The narrative of Christianity is that God created humans whom he loved dearly. But we rebelled. Seeking a life apart from our Creator, we ran away from home.
In the process we’ve experienced alienation. In the same way that if you or I stepped foot on Mars and tried to breathe the air, we’d soon experiencing suffering. Physically, our lungs were made for something different – an atmosphere with 20% oxygen as opposed to 1.5%. We’d fall apart. Psychologically, the isolation would drive us insane – we were created to as interdependent creatures. We’d fall apart.

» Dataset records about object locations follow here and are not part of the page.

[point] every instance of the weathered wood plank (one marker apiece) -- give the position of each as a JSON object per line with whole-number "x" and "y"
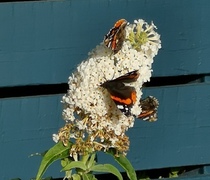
{"x": 42, "y": 42}
{"x": 26, "y": 127}
{"x": 179, "y": 136}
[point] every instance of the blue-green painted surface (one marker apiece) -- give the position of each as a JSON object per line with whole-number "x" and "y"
{"x": 42, "y": 43}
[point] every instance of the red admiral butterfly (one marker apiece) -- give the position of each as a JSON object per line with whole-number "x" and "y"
{"x": 123, "y": 95}
{"x": 116, "y": 36}
{"x": 149, "y": 107}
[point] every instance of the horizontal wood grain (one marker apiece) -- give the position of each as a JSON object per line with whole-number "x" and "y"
{"x": 42, "y": 42}
{"x": 178, "y": 138}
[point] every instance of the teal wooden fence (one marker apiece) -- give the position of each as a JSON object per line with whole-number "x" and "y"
{"x": 41, "y": 43}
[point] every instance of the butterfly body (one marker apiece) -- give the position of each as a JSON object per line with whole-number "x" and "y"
{"x": 116, "y": 36}
{"x": 122, "y": 94}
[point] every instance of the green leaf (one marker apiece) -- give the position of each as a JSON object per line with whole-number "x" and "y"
{"x": 125, "y": 164}
{"x": 107, "y": 168}
{"x": 75, "y": 164}
{"x": 58, "y": 151}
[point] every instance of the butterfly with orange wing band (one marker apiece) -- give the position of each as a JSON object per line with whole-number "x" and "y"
{"x": 149, "y": 107}
{"x": 116, "y": 36}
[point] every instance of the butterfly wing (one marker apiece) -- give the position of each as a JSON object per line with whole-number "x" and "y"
{"x": 149, "y": 107}
{"x": 123, "y": 95}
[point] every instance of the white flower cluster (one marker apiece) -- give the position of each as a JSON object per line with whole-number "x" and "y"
{"x": 86, "y": 97}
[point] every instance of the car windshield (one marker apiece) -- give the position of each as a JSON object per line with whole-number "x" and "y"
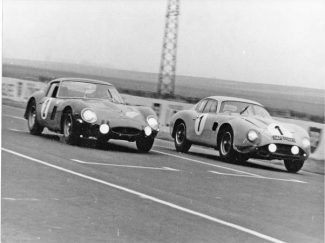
{"x": 84, "y": 90}
{"x": 244, "y": 108}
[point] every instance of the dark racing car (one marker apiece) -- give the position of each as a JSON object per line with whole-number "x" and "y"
{"x": 240, "y": 129}
{"x": 88, "y": 108}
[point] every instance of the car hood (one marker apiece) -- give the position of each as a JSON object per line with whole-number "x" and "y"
{"x": 105, "y": 109}
{"x": 270, "y": 124}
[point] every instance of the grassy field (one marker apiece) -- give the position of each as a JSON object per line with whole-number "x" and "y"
{"x": 285, "y": 101}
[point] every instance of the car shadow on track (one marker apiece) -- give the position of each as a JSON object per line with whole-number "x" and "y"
{"x": 244, "y": 164}
{"x": 92, "y": 144}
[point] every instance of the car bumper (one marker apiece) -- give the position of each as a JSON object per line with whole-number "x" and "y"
{"x": 121, "y": 132}
{"x": 283, "y": 151}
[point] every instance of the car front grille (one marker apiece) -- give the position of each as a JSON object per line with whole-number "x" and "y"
{"x": 126, "y": 131}
{"x": 282, "y": 150}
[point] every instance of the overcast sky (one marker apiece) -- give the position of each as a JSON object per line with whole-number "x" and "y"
{"x": 262, "y": 41}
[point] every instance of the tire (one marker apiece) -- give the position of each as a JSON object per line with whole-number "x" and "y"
{"x": 33, "y": 126}
{"x": 226, "y": 149}
{"x": 70, "y": 134}
{"x": 180, "y": 140}
{"x": 144, "y": 144}
{"x": 241, "y": 158}
{"x": 294, "y": 165}
{"x": 101, "y": 143}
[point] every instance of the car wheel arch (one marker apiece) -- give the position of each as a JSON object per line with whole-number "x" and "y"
{"x": 28, "y": 106}
{"x": 177, "y": 122}
{"x": 64, "y": 111}
{"x": 223, "y": 127}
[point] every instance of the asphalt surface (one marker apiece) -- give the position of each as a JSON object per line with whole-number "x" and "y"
{"x": 53, "y": 192}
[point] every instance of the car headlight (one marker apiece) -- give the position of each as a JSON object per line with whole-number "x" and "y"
{"x": 252, "y": 135}
{"x": 152, "y": 122}
{"x": 305, "y": 143}
{"x": 88, "y": 115}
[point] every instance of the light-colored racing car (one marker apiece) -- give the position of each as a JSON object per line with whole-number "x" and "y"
{"x": 240, "y": 129}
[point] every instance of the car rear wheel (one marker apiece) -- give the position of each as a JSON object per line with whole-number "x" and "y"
{"x": 70, "y": 135}
{"x": 294, "y": 165}
{"x": 226, "y": 149}
{"x": 144, "y": 144}
{"x": 102, "y": 143}
{"x": 180, "y": 140}
{"x": 33, "y": 126}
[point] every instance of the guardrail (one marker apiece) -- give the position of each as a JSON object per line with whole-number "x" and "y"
{"x": 20, "y": 90}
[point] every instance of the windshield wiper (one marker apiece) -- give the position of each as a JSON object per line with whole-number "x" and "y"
{"x": 244, "y": 110}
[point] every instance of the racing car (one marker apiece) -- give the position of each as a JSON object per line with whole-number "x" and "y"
{"x": 90, "y": 108}
{"x": 240, "y": 129}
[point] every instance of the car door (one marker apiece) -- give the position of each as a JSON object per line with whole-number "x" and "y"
{"x": 47, "y": 106}
{"x": 210, "y": 125}
{"x": 200, "y": 119}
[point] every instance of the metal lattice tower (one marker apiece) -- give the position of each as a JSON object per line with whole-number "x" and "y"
{"x": 166, "y": 82}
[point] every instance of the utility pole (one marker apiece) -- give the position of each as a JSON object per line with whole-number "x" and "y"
{"x": 166, "y": 82}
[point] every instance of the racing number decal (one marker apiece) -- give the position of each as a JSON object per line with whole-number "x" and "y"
{"x": 278, "y": 130}
{"x": 199, "y": 124}
{"x": 277, "y": 127}
{"x": 45, "y": 108}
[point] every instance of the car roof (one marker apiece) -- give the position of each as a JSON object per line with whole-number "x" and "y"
{"x": 85, "y": 80}
{"x": 228, "y": 98}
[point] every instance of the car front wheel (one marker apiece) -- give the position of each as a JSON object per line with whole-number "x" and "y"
{"x": 144, "y": 144}
{"x": 33, "y": 126}
{"x": 180, "y": 140}
{"x": 70, "y": 135}
{"x": 226, "y": 145}
{"x": 294, "y": 165}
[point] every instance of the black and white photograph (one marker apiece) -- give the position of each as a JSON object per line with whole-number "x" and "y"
{"x": 181, "y": 121}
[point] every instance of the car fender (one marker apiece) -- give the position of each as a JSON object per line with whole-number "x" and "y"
{"x": 185, "y": 116}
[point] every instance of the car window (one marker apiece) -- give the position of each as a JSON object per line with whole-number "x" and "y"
{"x": 201, "y": 105}
{"x": 213, "y": 107}
{"x": 208, "y": 106}
{"x": 88, "y": 90}
{"x": 53, "y": 90}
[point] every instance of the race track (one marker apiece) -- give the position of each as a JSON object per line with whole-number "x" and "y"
{"x": 53, "y": 192}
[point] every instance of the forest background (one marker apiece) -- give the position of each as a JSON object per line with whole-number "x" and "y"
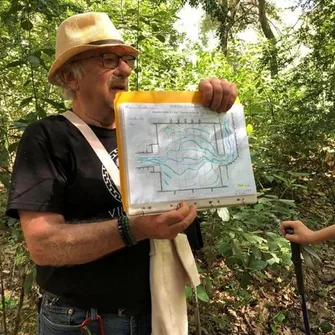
{"x": 286, "y": 82}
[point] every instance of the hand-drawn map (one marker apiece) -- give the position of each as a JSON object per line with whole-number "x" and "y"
{"x": 184, "y": 151}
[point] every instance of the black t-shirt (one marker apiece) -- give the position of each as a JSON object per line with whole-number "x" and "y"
{"x": 57, "y": 171}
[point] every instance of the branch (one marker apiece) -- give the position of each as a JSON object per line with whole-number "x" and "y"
{"x": 3, "y": 298}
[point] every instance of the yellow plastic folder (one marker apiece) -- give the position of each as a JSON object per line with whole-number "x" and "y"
{"x": 171, "y": 148}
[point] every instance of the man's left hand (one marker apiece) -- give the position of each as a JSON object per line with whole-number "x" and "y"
{"x": 219, "y": 95}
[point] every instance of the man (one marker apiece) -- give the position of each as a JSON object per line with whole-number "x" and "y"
{"x": 68, "y": 206}
{"x": 303, "y": 235}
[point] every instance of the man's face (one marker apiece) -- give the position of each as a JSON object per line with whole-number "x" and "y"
{"x": 99, "y": 84}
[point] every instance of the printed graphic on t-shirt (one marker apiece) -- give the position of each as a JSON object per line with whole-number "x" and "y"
{"x": 108, "y": 180}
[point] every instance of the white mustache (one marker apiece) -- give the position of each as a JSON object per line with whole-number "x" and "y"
{"x": 116, "y": 81}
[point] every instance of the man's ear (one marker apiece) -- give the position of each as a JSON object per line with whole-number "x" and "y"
{"x": 68, "y": 78}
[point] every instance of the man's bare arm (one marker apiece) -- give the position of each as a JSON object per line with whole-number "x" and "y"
{"x": 52, "y": 241}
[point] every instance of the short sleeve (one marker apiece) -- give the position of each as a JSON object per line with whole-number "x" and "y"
{"x": 38, "y": 180}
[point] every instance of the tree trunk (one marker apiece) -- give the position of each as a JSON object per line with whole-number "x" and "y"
{"x": 226, "y": 23}
{"x": 270, "y": 36}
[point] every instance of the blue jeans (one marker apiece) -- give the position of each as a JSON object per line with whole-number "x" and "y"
{"x": 60, "y": 318}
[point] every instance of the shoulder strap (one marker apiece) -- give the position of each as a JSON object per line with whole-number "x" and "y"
{"x": 96, "y": 145}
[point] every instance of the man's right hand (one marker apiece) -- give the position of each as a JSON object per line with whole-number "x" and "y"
{"x": 164, "y": 226}
{"x": 302, "y": 234}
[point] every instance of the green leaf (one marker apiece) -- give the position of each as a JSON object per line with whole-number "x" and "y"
{"x": 5, "y": 179}
{"x": 41, "y": 112}
{"x": 245, "y": 280}
{"x": 141, "y": 38}
{"x": 202, "y": 294}
{"x": 224, "y": 247}
{"x": 58, "y": 105}
{"x": 326, "y": 327}
{"x": 188, "y": 291}
{"x": 223, "y": 213}
{"x": 250, "y": 129}
{"x": 13, "y": 146}
{"x": 49, "y": 52}
{"x": 26, "y": 25}
{"x": 160, "y": 38}
{"x": 28, "y": 283}
{"x": 270, "y": 178}
{"x": 25, "y": 102}
{"x": 281, "y": 178}
{"x": 258, "y": 264}
{"x": 14, "y": 64}
{"x": 33, "y": 60}
{"x": 280, "y": 317}
{"x": 208, "y": 284}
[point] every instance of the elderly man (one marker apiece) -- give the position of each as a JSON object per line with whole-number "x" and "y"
{"x": 69, "y": 207}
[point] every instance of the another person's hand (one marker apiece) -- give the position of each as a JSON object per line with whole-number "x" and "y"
{"x": 219, "y": 95}
{"x": 164, "y": 226}
{"x": 302, "y": 234}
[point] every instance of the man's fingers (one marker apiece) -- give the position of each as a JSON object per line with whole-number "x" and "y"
{"x": 207, "y": 92}
{"x": 230, "y": 95}
{"x": 218, "y": 94}
{"x": 181, "y": 226}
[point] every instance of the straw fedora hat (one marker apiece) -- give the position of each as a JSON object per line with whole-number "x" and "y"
{"x": 84, "y": 32}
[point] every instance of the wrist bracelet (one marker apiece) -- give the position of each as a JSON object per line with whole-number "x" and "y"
{"x": 125, "y": 232}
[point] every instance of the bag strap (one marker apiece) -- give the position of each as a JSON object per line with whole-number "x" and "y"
{"x": 96, "y": 145}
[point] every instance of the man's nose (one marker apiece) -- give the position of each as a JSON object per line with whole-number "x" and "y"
{"x": 123, "y": 69}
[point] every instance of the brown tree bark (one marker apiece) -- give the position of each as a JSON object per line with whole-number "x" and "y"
{"x": 268, "y": 33}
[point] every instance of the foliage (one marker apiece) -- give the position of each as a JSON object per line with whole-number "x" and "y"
{"x": 289, "y": 116}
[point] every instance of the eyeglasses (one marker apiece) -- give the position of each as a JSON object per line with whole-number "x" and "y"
{"x": 112, "y": 61}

So as we live on this planet, what do we routinely experience? Physical, psychological, emotional, relational, and spiritual turmoil. The only possible conclusion is that we were built for a better world.

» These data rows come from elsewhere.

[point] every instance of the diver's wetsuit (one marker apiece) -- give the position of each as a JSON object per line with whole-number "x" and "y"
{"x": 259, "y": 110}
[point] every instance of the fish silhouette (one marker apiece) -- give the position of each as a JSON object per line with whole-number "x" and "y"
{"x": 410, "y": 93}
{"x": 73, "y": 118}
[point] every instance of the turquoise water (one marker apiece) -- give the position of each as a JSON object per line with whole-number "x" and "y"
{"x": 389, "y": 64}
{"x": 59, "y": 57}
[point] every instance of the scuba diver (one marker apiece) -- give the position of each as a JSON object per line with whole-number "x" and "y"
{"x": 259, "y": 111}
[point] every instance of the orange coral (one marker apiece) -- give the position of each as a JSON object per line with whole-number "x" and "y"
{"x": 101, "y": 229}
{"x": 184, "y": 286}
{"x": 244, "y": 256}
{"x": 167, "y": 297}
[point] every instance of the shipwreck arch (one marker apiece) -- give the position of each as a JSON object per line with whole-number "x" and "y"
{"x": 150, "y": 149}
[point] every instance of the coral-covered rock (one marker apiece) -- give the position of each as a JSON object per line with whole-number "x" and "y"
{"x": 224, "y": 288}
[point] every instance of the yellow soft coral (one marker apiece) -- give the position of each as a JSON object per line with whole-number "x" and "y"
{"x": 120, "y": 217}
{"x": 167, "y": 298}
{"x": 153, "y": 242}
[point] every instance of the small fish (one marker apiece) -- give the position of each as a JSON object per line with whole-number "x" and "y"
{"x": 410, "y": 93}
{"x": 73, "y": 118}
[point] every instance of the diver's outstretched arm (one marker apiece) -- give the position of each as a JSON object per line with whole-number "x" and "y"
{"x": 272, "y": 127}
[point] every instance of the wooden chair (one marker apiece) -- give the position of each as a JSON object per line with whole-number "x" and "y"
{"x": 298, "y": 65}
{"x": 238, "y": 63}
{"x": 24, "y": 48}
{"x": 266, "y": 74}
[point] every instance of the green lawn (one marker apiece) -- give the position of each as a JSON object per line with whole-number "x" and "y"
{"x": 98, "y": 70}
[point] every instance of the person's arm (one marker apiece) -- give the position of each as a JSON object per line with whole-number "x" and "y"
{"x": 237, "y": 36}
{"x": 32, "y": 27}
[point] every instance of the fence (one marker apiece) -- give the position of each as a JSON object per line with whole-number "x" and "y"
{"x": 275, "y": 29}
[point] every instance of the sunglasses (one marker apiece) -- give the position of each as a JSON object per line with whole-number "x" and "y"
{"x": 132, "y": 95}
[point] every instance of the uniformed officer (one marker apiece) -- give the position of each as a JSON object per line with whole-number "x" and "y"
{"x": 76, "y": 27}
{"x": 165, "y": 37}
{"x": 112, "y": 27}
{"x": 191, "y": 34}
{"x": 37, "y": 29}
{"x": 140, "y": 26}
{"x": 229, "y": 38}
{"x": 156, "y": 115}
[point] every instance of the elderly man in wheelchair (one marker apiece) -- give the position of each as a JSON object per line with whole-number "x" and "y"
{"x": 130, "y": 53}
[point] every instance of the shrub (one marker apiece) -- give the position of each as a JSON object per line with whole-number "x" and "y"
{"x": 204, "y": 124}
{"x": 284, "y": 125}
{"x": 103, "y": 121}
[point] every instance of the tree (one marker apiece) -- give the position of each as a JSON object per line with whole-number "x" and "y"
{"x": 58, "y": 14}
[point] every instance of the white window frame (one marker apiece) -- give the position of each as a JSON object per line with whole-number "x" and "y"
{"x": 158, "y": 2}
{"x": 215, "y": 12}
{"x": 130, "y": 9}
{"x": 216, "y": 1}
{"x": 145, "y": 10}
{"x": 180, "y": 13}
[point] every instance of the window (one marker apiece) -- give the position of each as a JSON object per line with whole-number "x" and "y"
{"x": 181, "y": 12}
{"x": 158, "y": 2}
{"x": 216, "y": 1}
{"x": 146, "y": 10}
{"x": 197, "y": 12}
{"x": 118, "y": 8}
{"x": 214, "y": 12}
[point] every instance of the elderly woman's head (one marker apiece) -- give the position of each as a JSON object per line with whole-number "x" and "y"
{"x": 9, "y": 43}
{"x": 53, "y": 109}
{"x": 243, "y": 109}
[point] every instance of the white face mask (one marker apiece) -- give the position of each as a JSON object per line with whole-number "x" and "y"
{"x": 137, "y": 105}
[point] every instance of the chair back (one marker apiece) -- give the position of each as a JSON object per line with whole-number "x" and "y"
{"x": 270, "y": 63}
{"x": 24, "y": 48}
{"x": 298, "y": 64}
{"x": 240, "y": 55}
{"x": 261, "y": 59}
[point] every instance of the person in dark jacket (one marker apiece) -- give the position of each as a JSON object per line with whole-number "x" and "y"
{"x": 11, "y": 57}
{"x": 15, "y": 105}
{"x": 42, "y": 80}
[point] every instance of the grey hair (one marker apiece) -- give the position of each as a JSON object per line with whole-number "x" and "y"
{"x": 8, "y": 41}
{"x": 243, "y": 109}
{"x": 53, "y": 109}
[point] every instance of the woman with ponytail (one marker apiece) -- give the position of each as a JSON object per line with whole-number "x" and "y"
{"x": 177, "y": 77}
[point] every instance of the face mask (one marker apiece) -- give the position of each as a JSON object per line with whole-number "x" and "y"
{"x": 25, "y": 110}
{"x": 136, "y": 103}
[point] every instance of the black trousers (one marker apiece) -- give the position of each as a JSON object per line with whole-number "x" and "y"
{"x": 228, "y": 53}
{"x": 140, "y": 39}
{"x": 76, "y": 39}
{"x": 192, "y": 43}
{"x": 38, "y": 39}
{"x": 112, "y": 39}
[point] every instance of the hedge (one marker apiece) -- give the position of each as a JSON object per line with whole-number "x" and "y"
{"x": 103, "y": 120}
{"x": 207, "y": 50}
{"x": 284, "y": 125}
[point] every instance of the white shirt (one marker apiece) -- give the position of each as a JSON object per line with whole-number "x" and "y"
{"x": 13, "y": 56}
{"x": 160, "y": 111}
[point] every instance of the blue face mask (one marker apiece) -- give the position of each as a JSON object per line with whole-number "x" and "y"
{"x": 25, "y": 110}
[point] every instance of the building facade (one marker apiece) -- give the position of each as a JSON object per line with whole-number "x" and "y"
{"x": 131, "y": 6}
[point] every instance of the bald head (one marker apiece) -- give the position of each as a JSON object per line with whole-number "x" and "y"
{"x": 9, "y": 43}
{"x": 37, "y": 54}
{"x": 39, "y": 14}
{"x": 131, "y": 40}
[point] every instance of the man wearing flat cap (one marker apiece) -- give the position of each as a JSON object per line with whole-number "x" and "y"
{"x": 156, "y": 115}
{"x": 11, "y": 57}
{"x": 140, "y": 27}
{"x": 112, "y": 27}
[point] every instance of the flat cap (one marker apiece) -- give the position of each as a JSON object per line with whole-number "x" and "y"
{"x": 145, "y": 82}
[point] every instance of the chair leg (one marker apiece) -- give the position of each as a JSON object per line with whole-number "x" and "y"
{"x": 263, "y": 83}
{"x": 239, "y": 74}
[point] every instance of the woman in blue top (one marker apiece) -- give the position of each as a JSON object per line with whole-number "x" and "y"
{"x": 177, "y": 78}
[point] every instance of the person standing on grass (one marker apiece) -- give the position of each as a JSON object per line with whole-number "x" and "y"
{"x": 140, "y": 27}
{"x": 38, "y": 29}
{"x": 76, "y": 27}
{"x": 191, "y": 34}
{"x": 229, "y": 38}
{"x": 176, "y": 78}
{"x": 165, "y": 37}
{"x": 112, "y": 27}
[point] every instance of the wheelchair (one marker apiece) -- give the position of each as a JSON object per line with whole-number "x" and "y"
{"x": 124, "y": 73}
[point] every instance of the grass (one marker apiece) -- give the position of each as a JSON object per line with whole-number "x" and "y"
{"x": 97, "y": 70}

And because God loved us SO MUCH, in the person of Jesus, when we ran away, he literally went to hell and back to rescue us. By grace, he came from beyond this world, as a foreigner, to experience our suffering and isolation, so that we could again become family with God. He came here to bring us HOME.
This gospel promise of everlasting life in Christ is a tremendous resource for dealing with the heartache and frustration of this present life. As someone who has battled episodes of depression for much of my life, I’ve come to the conclusion that God sometimes allows these struggles for me simply to keep my eyes focused on the life that is to come – the real life. I sometimes get a quizzical look when I tell people “I’m not that attached to this place.” But I’m not. I’m looking forward to the life that was intended for me. The life that will be. The perfect life with God. The amazing thing about a gospel mindset then is the ability it gives you to thank God and praise God even in the hard times, even for the hard times – because these are compelling reminders that, for the sake of a Risen Savior, the best is yet to come.
Rejoice that you’re merely a Martian here. Your pain is temporary and alien. Heaven is your home.
“Their mind is set on earthly things. But OUR citizenship is in heaven. And we eagerly await a Savior from there, the Lord Jesus Christ.” (Phil. 3:19-20)
(Article originally posted at TimeofGrace.org)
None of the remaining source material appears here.